Böyle ekipleri yaratmak ve
işletmenizin kalıcı değerine dönüştürmek hemen mümkün olmaz. Zamana ihtiyacınız var. Bu ekipler için özel eğitim programları
olmalı. Hatta yılın 12 ayı bu eğitimler devam etmeli. Hayat kendisini devamlı
yeniliyor ise, eğitimlerin içeriği ve yöntemleri de yenilenmeli. Geçen yüzyılın
eğitimleri ile yeni nesil çalışanlarınızı kazanamazsınız.
Bu
ekipler için özel programlar olmalı
Bu ekiplerin konaklaması
işletmenin kalitesi ile orantılı olmalıdır. Aksi halde çalışanlarınız sosyal ve
kültürel tatminsizlik yaşar.
Çalıştıkları ortam 21
yüzyılda, konakladıkları mekanlar geçen yüzyılda olur ise mutlak tatminsizlik
kaçınılmaz olur. Tatminsizlik işe yansır. Konuklar karşısında gülümseyen değil,
mutsuz bir yüz ifadesi ile çalışırlar. Bu durumun konukların dikkatinden
kaçmayacağından emin olabilirsiniz.
Bu ekiplerin beslenmesi de
işletmede konuklara sunduğunuz yiyecek ve içecekler ile yakın kalitede
olmalıdır. Bunu hem yoğun fiziksel mesaide harcadıkları enerjiyi alabilmeleri
için yapmalısınız, hem de misafir büfelerini gördüklerinde içlerinde bir hüzün
olmaması için… Akılları o büfelerde kalmamalı. Kafeteryalarda yedikleri ve
içtikleri onları mutlu etmeli.
Bu ekiplerin giyim ve
kuşamı da emsallerinden farklı olmalı. Onlara sektörün genelinin tercih ettiği
ucuz, iki ayda yıpranan ve bedenlerine oturmayan üniformalar giydirmemelisiniz.

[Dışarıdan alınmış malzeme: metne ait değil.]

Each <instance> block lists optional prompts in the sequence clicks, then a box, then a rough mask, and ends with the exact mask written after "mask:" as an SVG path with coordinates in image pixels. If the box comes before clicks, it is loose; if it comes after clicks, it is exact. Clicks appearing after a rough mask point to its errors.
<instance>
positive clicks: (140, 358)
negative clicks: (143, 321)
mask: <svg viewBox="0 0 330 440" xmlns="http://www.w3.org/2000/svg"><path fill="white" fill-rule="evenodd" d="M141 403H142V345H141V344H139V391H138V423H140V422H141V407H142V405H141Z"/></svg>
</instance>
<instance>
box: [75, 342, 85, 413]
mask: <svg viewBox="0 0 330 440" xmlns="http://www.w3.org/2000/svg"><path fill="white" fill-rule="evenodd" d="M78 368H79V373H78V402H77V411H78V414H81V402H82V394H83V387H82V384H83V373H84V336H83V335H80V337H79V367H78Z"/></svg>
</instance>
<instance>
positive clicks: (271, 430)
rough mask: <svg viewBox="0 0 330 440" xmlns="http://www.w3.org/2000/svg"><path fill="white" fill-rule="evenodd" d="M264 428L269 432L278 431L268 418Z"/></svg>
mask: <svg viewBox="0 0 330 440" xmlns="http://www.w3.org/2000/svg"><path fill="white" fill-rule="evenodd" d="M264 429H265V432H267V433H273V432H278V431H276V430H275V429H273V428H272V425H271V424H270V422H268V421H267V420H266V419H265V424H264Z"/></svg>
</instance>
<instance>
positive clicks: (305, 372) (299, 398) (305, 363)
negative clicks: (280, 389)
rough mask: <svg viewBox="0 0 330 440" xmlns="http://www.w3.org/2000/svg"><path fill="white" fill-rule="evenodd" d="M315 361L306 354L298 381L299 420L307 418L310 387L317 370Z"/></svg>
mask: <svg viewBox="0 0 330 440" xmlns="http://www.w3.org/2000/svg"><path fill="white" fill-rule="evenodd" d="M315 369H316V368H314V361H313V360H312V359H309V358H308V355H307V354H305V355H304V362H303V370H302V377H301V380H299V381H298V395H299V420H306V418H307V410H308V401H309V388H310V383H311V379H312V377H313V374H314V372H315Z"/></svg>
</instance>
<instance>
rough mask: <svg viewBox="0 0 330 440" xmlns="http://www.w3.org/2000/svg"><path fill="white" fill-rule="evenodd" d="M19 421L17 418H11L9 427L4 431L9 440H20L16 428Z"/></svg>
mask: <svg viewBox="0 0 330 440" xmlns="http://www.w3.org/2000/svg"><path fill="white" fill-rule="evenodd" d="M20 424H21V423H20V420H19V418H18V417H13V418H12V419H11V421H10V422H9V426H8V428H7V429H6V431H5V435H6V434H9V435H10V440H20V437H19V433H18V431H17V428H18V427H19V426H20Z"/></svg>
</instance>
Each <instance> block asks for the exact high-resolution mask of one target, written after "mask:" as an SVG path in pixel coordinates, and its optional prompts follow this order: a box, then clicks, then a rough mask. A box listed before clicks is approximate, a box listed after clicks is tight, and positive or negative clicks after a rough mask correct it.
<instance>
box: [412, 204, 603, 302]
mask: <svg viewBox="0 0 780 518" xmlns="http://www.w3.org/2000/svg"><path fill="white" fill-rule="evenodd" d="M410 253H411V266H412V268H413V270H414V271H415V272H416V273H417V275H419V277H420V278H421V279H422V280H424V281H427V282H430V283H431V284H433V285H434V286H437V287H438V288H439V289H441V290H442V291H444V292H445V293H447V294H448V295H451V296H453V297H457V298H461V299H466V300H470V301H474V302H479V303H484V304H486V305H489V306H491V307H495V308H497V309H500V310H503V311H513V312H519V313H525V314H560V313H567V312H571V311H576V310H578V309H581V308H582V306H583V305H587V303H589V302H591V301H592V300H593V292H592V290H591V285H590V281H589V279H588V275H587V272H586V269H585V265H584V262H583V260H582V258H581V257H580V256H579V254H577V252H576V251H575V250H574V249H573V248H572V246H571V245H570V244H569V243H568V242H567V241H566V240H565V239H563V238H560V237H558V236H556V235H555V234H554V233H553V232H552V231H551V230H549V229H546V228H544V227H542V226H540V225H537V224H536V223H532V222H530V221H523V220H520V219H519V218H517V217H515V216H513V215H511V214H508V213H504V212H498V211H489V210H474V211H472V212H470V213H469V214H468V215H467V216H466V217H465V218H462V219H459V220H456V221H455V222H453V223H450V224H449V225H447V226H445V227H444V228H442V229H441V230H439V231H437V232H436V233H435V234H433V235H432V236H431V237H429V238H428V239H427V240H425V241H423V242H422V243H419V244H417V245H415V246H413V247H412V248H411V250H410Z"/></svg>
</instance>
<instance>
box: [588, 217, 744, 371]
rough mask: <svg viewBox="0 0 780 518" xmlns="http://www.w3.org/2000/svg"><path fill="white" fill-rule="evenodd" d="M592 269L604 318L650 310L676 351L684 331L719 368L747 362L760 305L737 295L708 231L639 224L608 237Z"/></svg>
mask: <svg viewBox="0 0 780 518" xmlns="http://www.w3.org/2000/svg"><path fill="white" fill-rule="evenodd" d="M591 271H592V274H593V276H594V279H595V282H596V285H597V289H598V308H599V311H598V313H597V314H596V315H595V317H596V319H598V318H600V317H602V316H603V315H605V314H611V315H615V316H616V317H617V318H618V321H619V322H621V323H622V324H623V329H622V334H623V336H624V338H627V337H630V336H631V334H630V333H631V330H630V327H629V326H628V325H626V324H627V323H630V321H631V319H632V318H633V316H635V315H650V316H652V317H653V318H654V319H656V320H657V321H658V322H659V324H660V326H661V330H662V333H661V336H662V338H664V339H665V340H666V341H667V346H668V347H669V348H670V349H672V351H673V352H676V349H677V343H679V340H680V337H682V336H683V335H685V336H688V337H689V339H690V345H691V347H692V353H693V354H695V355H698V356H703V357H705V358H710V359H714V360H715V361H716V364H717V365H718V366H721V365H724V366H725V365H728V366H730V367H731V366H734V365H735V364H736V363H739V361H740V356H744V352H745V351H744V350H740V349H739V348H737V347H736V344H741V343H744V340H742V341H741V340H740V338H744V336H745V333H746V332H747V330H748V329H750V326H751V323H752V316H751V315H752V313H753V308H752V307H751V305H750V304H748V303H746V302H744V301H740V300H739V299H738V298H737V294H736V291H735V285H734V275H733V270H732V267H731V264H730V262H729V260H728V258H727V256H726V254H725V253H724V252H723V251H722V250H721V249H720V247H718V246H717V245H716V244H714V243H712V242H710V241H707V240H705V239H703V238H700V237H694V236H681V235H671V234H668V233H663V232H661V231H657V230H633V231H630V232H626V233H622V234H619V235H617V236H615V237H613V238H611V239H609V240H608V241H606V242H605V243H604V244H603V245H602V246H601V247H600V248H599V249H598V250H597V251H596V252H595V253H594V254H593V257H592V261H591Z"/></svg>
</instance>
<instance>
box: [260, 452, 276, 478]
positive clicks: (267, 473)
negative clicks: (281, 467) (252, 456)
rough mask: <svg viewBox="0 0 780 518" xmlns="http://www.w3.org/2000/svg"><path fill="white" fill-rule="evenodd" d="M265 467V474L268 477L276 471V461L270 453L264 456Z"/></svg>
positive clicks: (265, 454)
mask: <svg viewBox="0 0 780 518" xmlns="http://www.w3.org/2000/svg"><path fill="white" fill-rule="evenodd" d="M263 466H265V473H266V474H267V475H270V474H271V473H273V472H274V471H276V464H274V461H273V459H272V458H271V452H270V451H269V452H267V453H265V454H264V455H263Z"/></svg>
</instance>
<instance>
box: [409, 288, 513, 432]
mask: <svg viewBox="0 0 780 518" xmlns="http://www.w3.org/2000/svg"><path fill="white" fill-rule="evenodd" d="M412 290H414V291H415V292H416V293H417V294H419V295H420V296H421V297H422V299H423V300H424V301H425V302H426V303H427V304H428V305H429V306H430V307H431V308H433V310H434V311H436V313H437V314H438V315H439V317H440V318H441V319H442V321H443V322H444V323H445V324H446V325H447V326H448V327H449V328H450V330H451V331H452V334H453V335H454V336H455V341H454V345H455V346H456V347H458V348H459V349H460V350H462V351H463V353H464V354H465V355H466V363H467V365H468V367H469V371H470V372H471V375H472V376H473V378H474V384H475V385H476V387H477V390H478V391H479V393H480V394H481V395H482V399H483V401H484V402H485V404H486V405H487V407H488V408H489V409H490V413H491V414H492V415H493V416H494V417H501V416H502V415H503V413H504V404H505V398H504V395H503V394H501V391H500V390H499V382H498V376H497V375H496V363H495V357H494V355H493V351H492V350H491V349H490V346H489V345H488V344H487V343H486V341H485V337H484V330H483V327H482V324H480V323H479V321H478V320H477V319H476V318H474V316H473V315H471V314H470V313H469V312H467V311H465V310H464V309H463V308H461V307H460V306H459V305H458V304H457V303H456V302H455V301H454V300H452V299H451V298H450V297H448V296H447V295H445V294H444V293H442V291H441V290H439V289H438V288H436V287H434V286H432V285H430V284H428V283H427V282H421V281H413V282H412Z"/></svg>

Giydiklerini gurur duyarak taşımalılar ve bunu da konuklarınıza
hissettirmeliler. Konuklarınız çalışanlarınızın
işletmelerinden gurur duymalarından etkilenir. Buna üniformalar da dahildir.
Onlara rakiplerinizden daha güzel gömlek, pantolon ve ayakkabı giydirin. Güzel
kokmalarını sağlayın. El ayak bakımları tam olsun. Kadın çalışanlarınızın güzel
ve etkili makyaj yapmalarına yardımcı olun. Gerekirse bu konuda eğitim
almalarını sağlayın. Merak etmeyin, her yatırımınız size misli ile geri
dönecektir.
Bu ekipleri iş ve
lojman/ev arasına mahkum olmaktan koruyun. Sanata, spora, kültüre, okumaya,
araştırmaya, gezmeye zaman ayırmalarına yardımcı olun.
Tek tek ya da arkadaş
grupları ile sinemaya, tiyatroya, maçlara gitmelerini sağlayın. Kitaplar alın.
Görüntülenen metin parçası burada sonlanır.